What is Cloud Computing?
Cloud computing is the on-demand delivery of computing services over the internet rather than buying, owning, and maintaining physical data centers and servers. Computing services can include servers, storage, databases, networking, software, analytics, and intelligence. Cloud computing lowers operating costs and allows for efficient scaling as customers pay on an as-needed basis or pay-as-you-go business model.
Cloud computing has been coined as an umbrella term to describe a category of sophisticated on-demand computing services initially offered by commercial providers, such as Amazon, Google, and Microsoft.
It denotes a model on which a computing infrastructure is viewed as a “cloud,” from which businesses and individuals access applications from anywhere in the world on demand. The main principle behind this model is offering computing, storage, and software “as a service.”
“Cloud is a parallel and distributed computing system consisting of a collection of inter-connected and virtualized computers that are dynamically provisioned and presented as one or more unified computing resources based on service-level agreements (SLA) established through negotiation between the service provider and consumers.”
Benefits of Cloud Computing:
Certain features of a cloud are essential to enable services that truly represent the cloud computing model and satisfy expectations of consumers, and cloud offerings must be as follows:
1. Cost Saving:
Cloud computing eliminates up-front commitment by users, allowing them to request and use only the necessary amount. Services are charged on a short-term basis (e.g by the hrs/min), allowing users to release (and not pay for) resources as soon as they are not needed.
Cloud computing gives the illusion of infinite computing resources available on demand. Therefore users expect clouds to rapidly provide resources in any quantity at any time. In particular, it is expected that the additional resources can be:
(a) provisioned, possibly automatically, when an application load increases
(b) released when loading decreases
The cloud gives you easy access to a broad range of technologies so that you can innovate faster and build nearly anything that you can imagine. You can deploy technology services in a matter of minutes, and get from idea to implementation several orders of magnitude faster than before. This gives you the freedom to experiment, test new ideas to differentiate customer experiences and transform your business.
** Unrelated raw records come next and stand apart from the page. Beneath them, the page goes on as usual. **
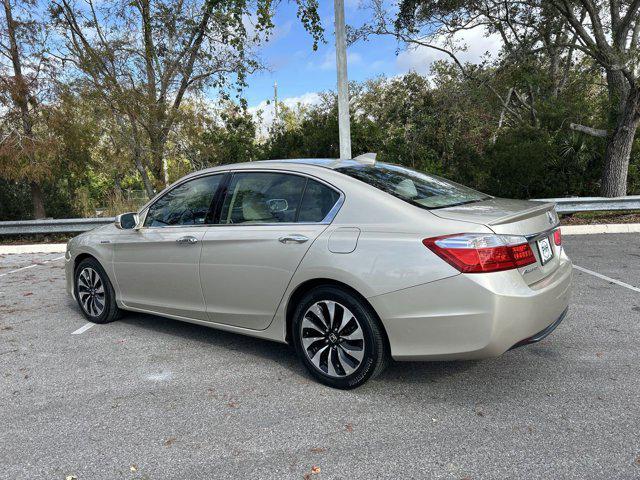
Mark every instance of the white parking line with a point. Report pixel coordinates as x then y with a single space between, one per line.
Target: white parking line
83 328
31 266
608 279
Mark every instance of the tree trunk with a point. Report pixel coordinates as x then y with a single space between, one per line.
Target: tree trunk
157 144
37 200
145 177
618 153
21 95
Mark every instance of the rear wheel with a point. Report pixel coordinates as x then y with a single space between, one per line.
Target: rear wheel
94 292
338 338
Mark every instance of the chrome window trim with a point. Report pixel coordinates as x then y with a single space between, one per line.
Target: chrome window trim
331 215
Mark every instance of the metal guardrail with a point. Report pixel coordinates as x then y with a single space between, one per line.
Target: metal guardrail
593 204
65 225
77 225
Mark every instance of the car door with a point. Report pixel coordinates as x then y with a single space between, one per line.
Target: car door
267 222
156 266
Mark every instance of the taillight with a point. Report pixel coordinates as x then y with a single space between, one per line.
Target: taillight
481 253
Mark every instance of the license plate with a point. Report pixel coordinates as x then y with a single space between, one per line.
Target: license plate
544 248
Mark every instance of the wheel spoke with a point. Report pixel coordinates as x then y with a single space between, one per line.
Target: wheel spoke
331 370
311 320
316 358
91 292
326 314
357 352
356 334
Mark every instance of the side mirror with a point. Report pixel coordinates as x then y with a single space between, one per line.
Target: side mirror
126 221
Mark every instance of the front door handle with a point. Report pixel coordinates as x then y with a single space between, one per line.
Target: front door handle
294 238
188 240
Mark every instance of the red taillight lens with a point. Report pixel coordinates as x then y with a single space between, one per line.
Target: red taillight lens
481 253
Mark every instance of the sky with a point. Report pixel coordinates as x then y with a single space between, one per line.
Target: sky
301 72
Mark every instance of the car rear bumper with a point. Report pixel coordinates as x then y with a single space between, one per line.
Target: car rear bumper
473 316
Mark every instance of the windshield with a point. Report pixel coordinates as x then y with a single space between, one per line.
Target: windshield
426 191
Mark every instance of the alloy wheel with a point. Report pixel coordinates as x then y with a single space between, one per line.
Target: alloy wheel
332 338
91 292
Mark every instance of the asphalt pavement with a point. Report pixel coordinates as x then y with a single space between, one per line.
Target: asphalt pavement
153 398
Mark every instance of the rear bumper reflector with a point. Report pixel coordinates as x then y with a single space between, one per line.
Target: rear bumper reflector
543 333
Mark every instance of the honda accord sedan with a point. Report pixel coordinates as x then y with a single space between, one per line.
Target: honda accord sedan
352 262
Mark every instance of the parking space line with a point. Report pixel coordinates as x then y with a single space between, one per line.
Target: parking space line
608 279
83 328
31 266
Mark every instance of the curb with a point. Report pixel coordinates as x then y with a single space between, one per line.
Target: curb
566 230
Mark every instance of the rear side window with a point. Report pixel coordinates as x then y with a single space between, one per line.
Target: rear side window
420 189
187 204
262 197
317 201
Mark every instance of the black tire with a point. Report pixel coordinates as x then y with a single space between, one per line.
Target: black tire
110 310
375 356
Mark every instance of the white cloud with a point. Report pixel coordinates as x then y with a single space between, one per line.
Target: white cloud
265 112
477 46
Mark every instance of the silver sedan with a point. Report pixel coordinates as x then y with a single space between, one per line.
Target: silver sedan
352 262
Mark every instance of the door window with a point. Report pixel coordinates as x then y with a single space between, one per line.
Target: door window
260 197
317 201
187 204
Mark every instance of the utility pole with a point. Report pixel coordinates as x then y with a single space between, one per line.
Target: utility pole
344 128
275 101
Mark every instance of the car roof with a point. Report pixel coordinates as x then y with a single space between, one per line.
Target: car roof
330 163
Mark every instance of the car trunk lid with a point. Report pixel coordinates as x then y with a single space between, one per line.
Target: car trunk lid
534 220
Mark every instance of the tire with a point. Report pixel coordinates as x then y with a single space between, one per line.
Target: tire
349 353
92 289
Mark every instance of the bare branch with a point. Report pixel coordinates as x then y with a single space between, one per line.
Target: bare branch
594 132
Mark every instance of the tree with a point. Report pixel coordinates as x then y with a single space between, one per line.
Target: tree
145 56
24 66
556 33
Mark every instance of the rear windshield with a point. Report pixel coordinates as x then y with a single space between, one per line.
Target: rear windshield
421 189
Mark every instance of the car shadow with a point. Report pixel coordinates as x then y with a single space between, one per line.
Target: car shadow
269 350
433 374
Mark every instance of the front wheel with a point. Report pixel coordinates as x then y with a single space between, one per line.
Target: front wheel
94 292
338 338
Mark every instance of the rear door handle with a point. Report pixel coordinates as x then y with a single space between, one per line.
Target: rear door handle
188 240
294 238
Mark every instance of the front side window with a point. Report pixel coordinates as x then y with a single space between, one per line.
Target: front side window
421 189
261 197
187 204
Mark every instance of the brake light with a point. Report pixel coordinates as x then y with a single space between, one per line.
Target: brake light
481 253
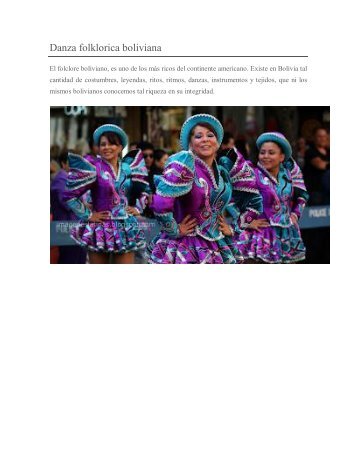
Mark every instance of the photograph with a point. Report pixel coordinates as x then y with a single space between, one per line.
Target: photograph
189 184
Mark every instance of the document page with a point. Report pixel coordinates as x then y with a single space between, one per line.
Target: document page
189 151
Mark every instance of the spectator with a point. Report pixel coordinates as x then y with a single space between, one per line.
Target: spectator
148 153
301 148
228 141
243 147
316 171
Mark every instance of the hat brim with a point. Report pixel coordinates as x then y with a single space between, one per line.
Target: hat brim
110 128
277 138
197 120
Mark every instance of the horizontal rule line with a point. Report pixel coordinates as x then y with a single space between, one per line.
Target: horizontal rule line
160 56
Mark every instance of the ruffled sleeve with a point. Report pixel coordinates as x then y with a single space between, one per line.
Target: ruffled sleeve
176 180
81 177
300 194
246 194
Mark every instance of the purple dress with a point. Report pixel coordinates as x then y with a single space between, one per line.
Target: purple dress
282 196
189 186
121 233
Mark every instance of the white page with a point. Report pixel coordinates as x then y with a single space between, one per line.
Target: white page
216 363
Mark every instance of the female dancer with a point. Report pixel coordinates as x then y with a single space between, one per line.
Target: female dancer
276 237
190 198
110 228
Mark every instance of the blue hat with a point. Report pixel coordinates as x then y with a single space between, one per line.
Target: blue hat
110 128
277 138
197 120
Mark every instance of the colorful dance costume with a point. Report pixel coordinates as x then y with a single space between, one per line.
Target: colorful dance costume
109 191
189 186
282 196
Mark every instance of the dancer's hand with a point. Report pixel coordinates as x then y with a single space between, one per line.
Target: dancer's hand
259 223
224 227
99 217
187 225
294 219
132 211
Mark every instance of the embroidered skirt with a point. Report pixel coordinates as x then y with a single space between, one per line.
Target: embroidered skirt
189 250
113 236
272 245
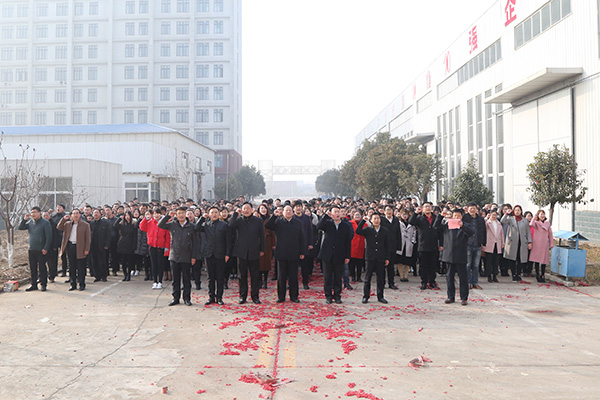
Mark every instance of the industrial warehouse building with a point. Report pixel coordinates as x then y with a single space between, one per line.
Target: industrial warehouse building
521 78
100 164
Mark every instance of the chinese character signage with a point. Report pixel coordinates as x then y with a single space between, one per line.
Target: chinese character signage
509 10
473 39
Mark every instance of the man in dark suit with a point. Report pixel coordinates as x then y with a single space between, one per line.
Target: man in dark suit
291 247
334 252
101 231
215 249
377 254
249 234
424 220
391 223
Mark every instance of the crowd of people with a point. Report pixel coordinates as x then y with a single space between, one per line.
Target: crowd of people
348 239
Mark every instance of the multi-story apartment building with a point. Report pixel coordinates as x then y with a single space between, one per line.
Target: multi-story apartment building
175 63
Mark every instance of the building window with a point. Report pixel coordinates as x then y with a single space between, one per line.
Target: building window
143 94
128 117
203 5
218 139
182 49
202 116
183 5
129 72
77 117
201 93
182 94
218 115
142 116
202 27
218 27
93 73
181 116
129 28
142 72
218 49
183 27
218 71
128 94
165 94
93 30
202 137
165 116
182 72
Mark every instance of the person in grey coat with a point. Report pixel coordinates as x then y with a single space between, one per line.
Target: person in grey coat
518 240
40 240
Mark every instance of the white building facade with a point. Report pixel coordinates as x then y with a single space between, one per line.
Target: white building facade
154 162
523 77
176 63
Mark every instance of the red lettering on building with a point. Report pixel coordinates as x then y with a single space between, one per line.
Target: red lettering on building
509 10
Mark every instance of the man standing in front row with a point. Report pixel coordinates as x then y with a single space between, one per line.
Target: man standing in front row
183 242
76 243
335 252
249 235
290 249
40 240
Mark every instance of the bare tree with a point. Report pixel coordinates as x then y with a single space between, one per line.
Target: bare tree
20 184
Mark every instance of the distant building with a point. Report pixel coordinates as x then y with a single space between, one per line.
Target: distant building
176 63
523 77
154 162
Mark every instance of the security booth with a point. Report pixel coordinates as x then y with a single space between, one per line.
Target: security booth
567 258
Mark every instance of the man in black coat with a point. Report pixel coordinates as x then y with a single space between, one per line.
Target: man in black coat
101 231
428 244
215 249
290 249
453 245
391 223
335 252
181 254
377 254
249 234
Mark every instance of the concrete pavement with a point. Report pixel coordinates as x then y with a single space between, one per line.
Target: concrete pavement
120 340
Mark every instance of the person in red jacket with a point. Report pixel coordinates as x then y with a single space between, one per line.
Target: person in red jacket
158 240
357 250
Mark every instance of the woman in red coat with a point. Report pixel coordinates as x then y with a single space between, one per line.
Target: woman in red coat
357 250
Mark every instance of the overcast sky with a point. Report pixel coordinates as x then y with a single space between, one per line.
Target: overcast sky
315 72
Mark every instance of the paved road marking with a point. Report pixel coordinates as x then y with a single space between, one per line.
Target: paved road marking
105 289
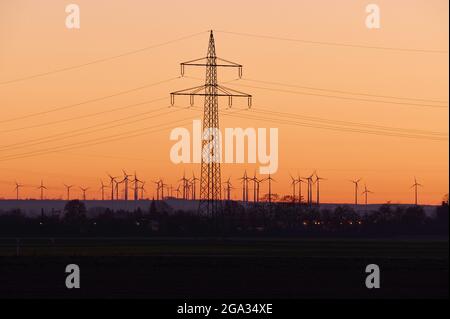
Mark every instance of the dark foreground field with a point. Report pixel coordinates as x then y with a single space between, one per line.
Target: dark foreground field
224 268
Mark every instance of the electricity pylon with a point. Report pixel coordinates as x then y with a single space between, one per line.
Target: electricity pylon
415 185
365 193
68 187
356 182
210 179
18 186
42 187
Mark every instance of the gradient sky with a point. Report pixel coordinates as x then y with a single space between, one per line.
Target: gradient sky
34 40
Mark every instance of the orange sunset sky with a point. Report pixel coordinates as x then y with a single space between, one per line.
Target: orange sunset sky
314 80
Most cloud computing services are provided self-service and on-demand. So even vast amounts of computing resources can be provisioned in minutes, typically with just a few mouse clicks, giving businesses a lot of flexibility and taking the pressure off capacity planning.
Types of Cloud Computing:
Cloud Computing is divided into subcategories depending on the physical location of computing resources and who can access those resources are:
1. Public cloud:
Public clouds are owned and operated by a third-party cloud service provider who offers service to the general public. With a public cloud, all hardware, software, and other supporting infrastructure is owned and managed by the cloud provider. These services are accessed and managed using a web browser.
2. Private cloud:
A private cloud is a cloud environment used exclusively by one organization and can be physically located on the organization’s on-site data center. Large enterprises typically choose to keep their data and applications in a private cloud for security reasons. In other cases, private clouds are used in order to comply with company regulations.
Organizations have two options when using a private cloud: it can be set up in the organization’s own data center, or a hosted private cloud service can be used. With a hosted private cloud, a public cloud vendor agrees to set aside computing resources and allow only one customer to use those resources.
3. Hybrid cloud:
A hybrid cloud is a combination of public and private clouds bound together by the technology that allows data and applications to be shared between them. Companies choose hybrid cloud computing for greater flexibility, increased deployment options, and optimized infrastructure, security, and compliance.
Types of Cloud Services:
Cloud computing services are divided into three classes, according to the abstraction level of the capability provided and the service model of providers, namely:
1. Infrastructure as a Service (IaaS):
Offering virtualized resources (computation, storage, and communication) on demand is known as Infrastructure as a Service (IaaS). A cloud infrastructure enables on-demand provisioning of servers running several choices of operating systems and a customized software stack. Infrastructure services are considered to be the bottom layer of cloud computing systems.
2. Platform as a Service (PaaS):
In addition to infrastructure-oriented clouds that provide raw computing and storage services, another approach is to offer a higher level of abstraction to make a cloud easily programmable, known as Platform as a Service (PaaS). A cloud platform offers an environment in which developers create and deploy applications and do not necessarily need to know how many processors or how much memory that applications will be using.
3. Software as a Service (SaaS):
Applications reside on the top of the cloud stack. Services provided by this layer can be accessed by end users through Web portals. Therefore, consumers are increasingly shifting from locally installed computer programs to on-line software services that offer the same functionally. Traditional desktop applications such as word processing and spreadsheet can now be accessed as a service in the Web. This model of delivering applications, known as Software as a Service (SaaS), alleviates the burden of software maintenance for customers and simplifies development and testing for providers.